La sécurité d’abord

Regard

Pour faire face à la montée du terrorisme en Afrique, les pays touchés consacrent une part remarquable de leur Produit intérieur brut aux dépenses liées à l’acquisition du matériel militaire. C’est ainsi que plusieurs Etats du continent se dotent de plus en plus d’un arsenal composé d’avions et d’hélicoptères d’attaque au sol, de véhicules blindés, de véhicules militaires 4x4, de véhicules de transport des troupes, du matériel de transmission, etc.

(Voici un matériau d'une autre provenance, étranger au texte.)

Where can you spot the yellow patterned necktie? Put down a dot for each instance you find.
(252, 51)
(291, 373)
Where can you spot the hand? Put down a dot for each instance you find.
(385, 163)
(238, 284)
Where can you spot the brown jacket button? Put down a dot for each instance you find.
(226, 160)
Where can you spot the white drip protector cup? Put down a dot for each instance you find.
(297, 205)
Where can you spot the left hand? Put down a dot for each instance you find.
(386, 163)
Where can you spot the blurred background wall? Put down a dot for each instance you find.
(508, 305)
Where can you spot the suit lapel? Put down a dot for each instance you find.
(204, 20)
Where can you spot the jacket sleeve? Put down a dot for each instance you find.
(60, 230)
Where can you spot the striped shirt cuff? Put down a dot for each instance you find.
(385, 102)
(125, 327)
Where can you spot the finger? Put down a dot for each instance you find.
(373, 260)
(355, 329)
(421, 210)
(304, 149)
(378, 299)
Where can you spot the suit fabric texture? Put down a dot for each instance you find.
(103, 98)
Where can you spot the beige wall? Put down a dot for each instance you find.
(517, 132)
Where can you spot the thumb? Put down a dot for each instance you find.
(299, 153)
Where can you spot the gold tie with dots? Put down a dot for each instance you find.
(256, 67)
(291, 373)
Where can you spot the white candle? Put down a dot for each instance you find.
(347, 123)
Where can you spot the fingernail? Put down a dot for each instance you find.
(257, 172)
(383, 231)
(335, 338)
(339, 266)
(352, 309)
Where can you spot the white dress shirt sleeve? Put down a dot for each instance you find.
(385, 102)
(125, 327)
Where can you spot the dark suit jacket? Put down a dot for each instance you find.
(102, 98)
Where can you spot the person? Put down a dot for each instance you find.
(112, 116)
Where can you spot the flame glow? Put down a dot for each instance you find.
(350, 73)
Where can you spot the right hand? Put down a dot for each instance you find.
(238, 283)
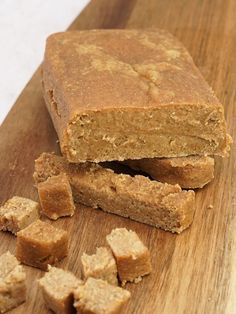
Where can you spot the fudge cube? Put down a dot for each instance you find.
(97, 296)
(132, 256)
(56, 197)
(101, 265)
(57, 287)
(41, 244)
(17, 213)
(12, 283)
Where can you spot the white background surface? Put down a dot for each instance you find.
(24, 26)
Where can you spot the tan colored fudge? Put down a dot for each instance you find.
(139, 198)
(57, 287)
(101, 265)
(17, 213)
(132, 256)
(97, 296)
(56, 197)
(189, 172)
(129, 94)
(41, 244)
(12, 283)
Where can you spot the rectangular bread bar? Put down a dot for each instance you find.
(129, 94)
(189, 172)
(158, 204)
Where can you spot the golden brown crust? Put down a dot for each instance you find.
(189, 172)
(158, 204)
(138, 91)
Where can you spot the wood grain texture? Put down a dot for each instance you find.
(194, 272)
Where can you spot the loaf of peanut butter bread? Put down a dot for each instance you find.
(129, 94)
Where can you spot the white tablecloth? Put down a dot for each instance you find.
(24, 26)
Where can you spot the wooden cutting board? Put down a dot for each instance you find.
(194, 272)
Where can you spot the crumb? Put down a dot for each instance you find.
(210, 206)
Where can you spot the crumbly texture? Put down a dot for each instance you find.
(158, 204)
(56, 197)
(132, 256)
(129, 94)
(101, 265)
(57, 287)
(97, 296)
(189, 172)
(41, 244)
(12, 283)
(17, 213)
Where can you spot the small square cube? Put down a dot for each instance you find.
(97, 296)
(57, 286)
(132, 256)
(56, 197)
(17, 213)
(41, 244)
(12, 282)
(101, 265)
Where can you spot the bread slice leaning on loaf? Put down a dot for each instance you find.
(189, 172)
(158, 204)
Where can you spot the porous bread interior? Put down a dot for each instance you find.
(133, 134)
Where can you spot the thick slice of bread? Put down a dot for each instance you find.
(189, 172)
(158, 204)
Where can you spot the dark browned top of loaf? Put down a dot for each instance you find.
(101, 69)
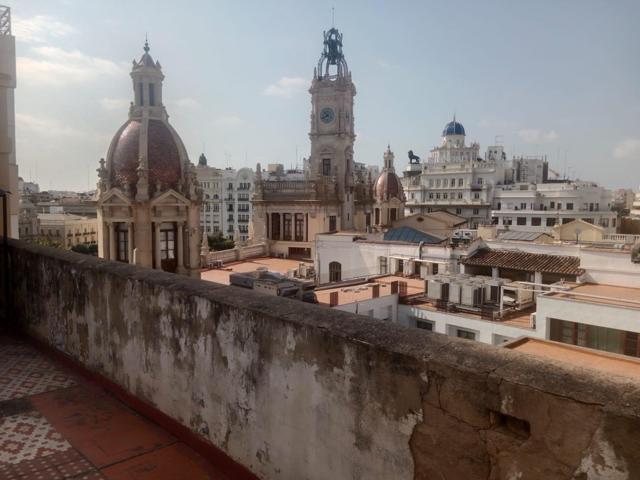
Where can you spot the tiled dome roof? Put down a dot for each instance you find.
(388, 186)
(162, 154)
(453, 128)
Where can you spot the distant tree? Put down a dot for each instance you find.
(218, 242)
(45, 242)
(90, 249)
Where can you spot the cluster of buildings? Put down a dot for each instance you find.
(476, 246)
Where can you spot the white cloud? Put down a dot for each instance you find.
(40, 28)
(186, 102)
(53, 128)
(287, 87)
(627, 149)
(228, 121)
(532, 135)
(58, 67)
(387, 65)
(114, 104)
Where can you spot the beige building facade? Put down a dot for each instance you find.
(148, 195)
(288, 214)
(8, 166)
(66, 229)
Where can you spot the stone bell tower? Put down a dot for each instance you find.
(332, 129)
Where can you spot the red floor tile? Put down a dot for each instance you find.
(170, 463)
(99, 426)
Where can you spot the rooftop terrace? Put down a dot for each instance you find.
(55, 424)
(282, 389)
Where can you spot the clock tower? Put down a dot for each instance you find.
(332, 133)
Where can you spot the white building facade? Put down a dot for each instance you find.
(455, 178)
(226, 207)
(539, 207)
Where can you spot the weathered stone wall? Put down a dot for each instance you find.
(296, 391)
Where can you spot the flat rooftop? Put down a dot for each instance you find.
(358, 292)
(628, 297)
(279, 265)
(55, 424)
(582, 357)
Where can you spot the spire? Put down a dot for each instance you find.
(332, 56)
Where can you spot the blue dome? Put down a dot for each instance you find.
(453, 128)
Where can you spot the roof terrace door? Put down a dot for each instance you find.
(168, 250)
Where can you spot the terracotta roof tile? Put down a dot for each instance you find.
(518, 260)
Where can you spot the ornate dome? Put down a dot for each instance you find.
(453, 128)
(162, 154)
(388, 186)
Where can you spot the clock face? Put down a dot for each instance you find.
(327, 115)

Du fait de leurs capacités de production limitées, ces pays sont devenus aujourd’hui d’importants débouchés pour l’industrie mondiale de l’armement qui se frotte les mains. Une véritable aubaine pour les marchands d’armes et autres vendeurs de matériel de sécurité installés dans les pays du continent européen, américain et asiatique. Incontestablement, ces dernières années, les besoins de l’Afrique ont contribué à garnir davantage leurs carnets de commande.

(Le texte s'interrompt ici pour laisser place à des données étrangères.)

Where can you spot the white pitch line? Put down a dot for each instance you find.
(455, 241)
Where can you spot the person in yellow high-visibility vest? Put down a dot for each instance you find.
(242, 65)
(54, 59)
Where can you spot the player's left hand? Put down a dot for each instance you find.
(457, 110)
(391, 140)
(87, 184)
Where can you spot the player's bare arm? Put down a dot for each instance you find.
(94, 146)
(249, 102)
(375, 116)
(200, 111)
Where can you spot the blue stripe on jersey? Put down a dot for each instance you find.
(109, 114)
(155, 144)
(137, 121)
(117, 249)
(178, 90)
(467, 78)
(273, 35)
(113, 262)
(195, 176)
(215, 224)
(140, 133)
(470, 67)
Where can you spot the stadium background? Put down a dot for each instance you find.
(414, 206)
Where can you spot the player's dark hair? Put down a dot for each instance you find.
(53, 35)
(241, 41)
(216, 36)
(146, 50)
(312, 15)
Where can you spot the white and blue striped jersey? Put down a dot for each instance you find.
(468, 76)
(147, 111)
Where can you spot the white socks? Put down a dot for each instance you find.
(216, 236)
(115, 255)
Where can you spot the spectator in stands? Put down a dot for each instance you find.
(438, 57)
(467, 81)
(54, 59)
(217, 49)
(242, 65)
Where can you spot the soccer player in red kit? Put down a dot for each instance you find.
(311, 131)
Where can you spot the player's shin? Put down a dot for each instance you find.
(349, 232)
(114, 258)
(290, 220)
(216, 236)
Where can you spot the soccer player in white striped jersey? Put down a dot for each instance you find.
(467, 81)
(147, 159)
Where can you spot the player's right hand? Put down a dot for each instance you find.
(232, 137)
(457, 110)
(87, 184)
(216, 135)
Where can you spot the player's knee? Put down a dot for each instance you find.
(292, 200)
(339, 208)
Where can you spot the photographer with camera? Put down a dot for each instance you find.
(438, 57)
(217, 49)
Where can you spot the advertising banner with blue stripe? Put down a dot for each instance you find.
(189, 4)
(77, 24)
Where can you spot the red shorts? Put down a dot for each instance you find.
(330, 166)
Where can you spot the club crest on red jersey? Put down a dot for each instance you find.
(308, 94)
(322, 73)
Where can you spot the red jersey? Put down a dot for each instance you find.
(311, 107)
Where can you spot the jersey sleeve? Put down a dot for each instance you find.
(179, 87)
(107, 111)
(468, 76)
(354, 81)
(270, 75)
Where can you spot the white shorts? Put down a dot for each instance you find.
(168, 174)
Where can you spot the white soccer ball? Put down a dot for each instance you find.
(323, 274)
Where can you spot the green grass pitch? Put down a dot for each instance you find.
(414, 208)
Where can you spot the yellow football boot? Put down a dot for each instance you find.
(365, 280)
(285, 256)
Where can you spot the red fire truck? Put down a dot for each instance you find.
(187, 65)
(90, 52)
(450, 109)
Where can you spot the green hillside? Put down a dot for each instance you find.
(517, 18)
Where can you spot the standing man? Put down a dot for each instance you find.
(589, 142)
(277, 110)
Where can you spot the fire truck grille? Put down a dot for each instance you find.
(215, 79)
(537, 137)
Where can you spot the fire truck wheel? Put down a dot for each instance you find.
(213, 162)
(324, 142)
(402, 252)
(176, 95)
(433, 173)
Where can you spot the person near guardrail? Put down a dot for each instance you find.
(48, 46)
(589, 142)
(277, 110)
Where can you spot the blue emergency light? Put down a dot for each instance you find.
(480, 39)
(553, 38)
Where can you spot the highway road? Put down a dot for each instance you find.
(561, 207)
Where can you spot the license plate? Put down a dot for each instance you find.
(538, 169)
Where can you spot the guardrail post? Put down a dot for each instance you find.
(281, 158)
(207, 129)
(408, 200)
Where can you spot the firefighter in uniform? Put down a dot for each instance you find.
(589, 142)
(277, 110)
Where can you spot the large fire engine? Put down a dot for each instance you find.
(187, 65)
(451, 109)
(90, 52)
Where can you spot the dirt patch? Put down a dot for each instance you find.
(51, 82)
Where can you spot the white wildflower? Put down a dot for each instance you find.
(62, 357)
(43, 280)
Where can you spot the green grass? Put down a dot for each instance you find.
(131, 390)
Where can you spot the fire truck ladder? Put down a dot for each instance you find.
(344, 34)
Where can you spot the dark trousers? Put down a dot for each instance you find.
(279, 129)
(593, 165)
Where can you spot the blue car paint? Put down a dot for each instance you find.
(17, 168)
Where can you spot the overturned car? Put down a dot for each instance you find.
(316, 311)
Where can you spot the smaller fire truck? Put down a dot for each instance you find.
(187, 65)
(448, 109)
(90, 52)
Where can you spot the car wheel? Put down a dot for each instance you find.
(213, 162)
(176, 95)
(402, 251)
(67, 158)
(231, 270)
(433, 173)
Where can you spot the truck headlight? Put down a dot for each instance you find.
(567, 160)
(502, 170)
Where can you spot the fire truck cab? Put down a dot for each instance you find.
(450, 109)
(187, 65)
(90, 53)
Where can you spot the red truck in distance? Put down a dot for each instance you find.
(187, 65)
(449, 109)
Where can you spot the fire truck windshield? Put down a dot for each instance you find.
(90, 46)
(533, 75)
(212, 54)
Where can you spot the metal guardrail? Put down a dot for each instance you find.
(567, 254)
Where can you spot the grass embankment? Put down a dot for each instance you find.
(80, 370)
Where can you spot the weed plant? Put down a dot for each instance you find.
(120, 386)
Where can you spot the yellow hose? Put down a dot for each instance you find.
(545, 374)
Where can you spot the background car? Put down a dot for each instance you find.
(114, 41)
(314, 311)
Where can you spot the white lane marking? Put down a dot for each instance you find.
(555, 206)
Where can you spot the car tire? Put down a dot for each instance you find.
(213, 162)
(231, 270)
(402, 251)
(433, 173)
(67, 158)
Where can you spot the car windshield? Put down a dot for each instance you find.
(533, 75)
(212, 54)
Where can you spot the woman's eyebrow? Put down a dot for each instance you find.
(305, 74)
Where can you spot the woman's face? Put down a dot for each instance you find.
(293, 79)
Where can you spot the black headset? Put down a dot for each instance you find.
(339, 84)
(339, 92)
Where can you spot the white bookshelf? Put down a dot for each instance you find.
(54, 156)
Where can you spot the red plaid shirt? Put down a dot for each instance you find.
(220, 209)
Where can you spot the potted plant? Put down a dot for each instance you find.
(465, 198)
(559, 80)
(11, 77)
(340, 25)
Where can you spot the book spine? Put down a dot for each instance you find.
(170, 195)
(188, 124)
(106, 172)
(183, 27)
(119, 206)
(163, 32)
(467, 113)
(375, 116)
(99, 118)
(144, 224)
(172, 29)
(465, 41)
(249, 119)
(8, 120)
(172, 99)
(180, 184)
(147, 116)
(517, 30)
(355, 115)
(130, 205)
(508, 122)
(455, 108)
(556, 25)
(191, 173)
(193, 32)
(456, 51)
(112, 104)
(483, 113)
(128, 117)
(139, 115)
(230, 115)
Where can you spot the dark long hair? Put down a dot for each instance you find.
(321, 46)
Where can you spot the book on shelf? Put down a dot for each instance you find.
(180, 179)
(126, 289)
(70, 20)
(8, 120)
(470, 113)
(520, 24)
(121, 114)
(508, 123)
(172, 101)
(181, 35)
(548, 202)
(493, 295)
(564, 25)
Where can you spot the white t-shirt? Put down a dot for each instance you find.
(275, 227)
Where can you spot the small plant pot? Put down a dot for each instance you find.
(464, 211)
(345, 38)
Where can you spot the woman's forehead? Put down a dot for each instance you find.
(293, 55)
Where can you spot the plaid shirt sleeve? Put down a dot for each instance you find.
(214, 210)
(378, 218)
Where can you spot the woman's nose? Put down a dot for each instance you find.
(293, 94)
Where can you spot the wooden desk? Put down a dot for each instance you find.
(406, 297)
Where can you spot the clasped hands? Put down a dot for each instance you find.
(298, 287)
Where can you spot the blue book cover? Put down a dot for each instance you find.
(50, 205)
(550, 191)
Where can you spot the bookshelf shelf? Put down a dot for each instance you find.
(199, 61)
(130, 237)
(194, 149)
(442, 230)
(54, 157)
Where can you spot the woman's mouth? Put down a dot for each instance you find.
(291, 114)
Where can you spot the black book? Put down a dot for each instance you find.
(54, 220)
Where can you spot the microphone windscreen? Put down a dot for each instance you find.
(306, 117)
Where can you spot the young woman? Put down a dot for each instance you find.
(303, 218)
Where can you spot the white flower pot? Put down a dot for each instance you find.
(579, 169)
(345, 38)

Le développement de la menace terroriste ayant des conséquences graves sur le plan économique et social, ainsi que sur la stabilité des Etats qui en sont victimes, on ne peut pas, à juste titre, faire à ces derniers le reproche de se lancer dans ce qui peut s’apparenter à une « course aux armements ». Car parfois, c’est leur survie même qui est en jeu, les groupes terroristes violents nourrissant le rêve de créer sur les territoires à conquérir de nouvelles entités acquises à leur idéologie. C’est le cas notamment dans le pour tour du Lac Tchad et dans la bande sahélo-sahélienne. Dans ces conditions, sortir son chéquier pour assurer sa sécurité est une option vitale et nécessaire. Même si les dépenses consacrées à la sécurité peuvent entraîner ici et là, la baisse de celles dédiées aux secteurs sociaux (éducation, santé, bourses d’études) et de développement (agriculture, infrastructures).

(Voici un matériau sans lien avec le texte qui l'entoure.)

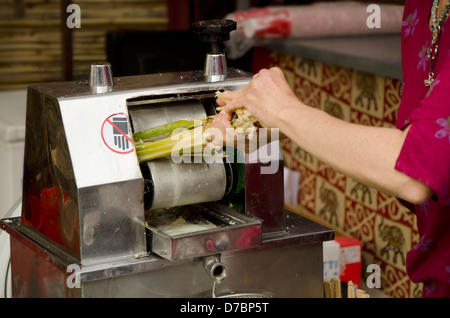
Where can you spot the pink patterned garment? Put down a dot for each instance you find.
(425, 156)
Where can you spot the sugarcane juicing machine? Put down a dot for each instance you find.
(97, 223)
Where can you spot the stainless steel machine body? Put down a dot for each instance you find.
(84, 229)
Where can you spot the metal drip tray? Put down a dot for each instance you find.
(199, 230)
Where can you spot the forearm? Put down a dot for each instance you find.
(366, 154)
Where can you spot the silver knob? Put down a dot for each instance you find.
(100, 77)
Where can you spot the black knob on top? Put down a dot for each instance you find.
(214, 31)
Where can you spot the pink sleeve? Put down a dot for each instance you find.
(425, 155)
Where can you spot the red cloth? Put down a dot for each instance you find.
(425, 155)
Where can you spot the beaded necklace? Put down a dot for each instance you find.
(433, 49)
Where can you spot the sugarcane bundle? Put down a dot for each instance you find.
(242, 121)
(180, 138)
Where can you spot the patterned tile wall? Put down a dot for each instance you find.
(386, 228)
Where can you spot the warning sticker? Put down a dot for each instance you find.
(116, 135)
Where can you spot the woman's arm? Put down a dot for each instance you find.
(366, 154)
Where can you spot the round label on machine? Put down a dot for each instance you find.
(116, 134)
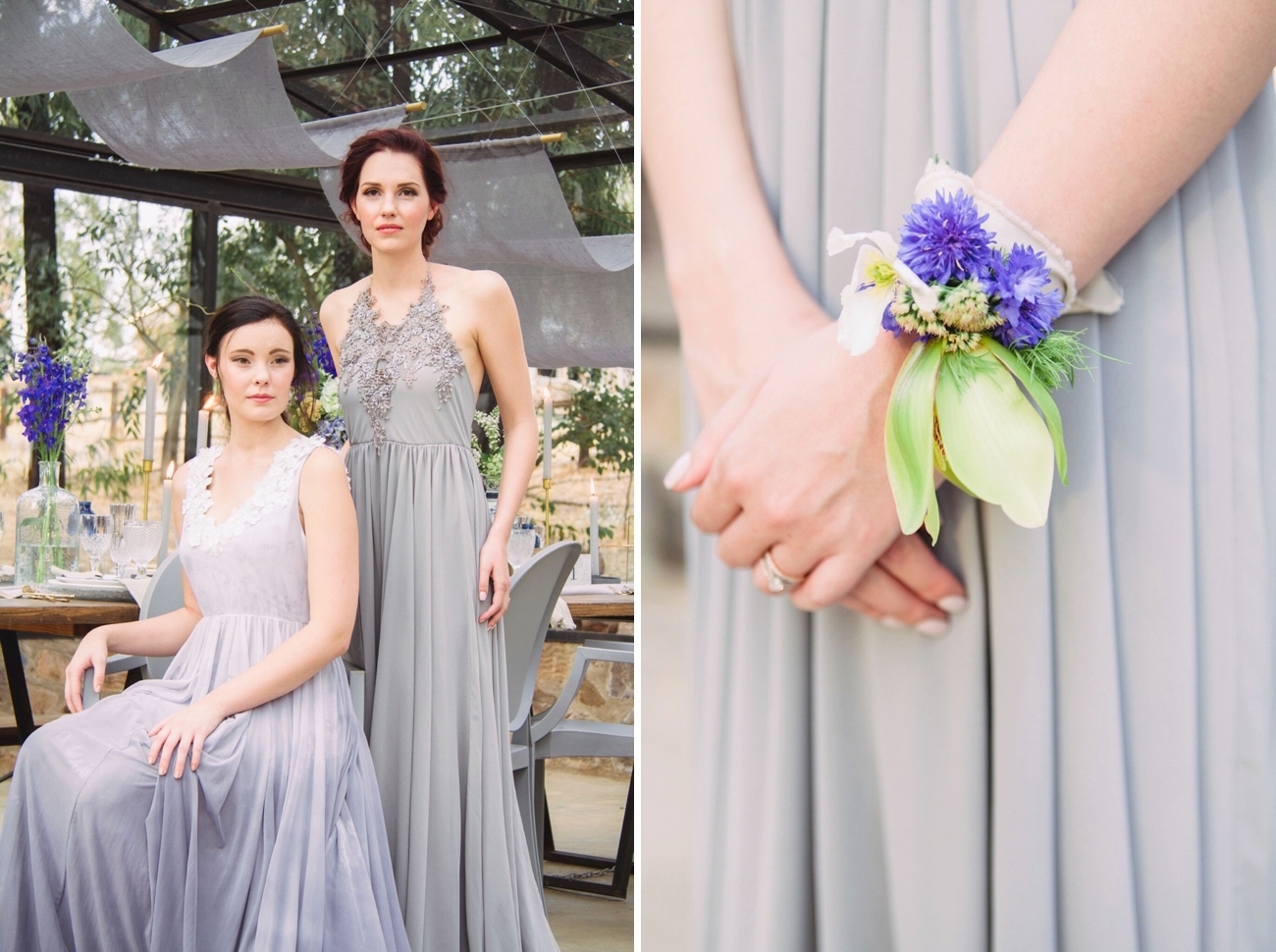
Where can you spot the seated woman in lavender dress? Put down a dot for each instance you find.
(231, 806)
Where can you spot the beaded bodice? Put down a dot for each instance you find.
(253, 561)
(375, 356)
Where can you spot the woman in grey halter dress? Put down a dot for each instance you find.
(1085, 760)
(272, 836)
(413, 343)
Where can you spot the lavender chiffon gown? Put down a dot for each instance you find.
(435, 694)
(276, 842)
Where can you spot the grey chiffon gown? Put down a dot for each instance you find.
(1088, 761)
(435, 697)
(276, 842)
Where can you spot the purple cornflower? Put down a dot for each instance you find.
(55, 388)
(1021, 292)
(943, 238)
(317, 343)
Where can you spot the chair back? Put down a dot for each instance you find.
(164, 595)
(532, 595)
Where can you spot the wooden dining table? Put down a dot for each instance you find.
(21, 617)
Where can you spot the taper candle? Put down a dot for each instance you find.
(548, 407)
(202, 424)
(148, 438)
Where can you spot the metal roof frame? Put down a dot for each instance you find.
(552, 42)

En dernière analyse, les pays qui s’équipent pour se protéger n’ont pas d’autres choix que de se défendre d’abord puis de restaurer la paix aux frontières et quelquefois à l’intérieur. Puisqu’aucun projet de développement n’est envisageable dans un climat d’insécurité, laquelle éloigne en plus les investisseurs. On a vu comment les attaques terroristes ont maintes fois causé le déclin des activités économiques (agriculture, commerce, tourisme) dans les localités touchées, sans oublier le lourd tribut humain et la chute des recettes fiscalo-douanières alimentant les budgets des Etats.

Les participants au colloque international sur le thème « évolution de l’industrie d’armement face à la menace terroriste en Afrique» ne devraient pas perdre de vue tous ces enjeux incontournables. Car, en définitive, sans la paix, rien de durable ne peut être entrepris. Dans cette optique, les experts réunis à Yaoundé feraient œuvre plus utiles, au-delà de la place à accorder aux réflexions théoriques et aux échanges d’expériences, en proposant des solutions d’équipement des forces africaines en moyens de neutralisation à bas coût.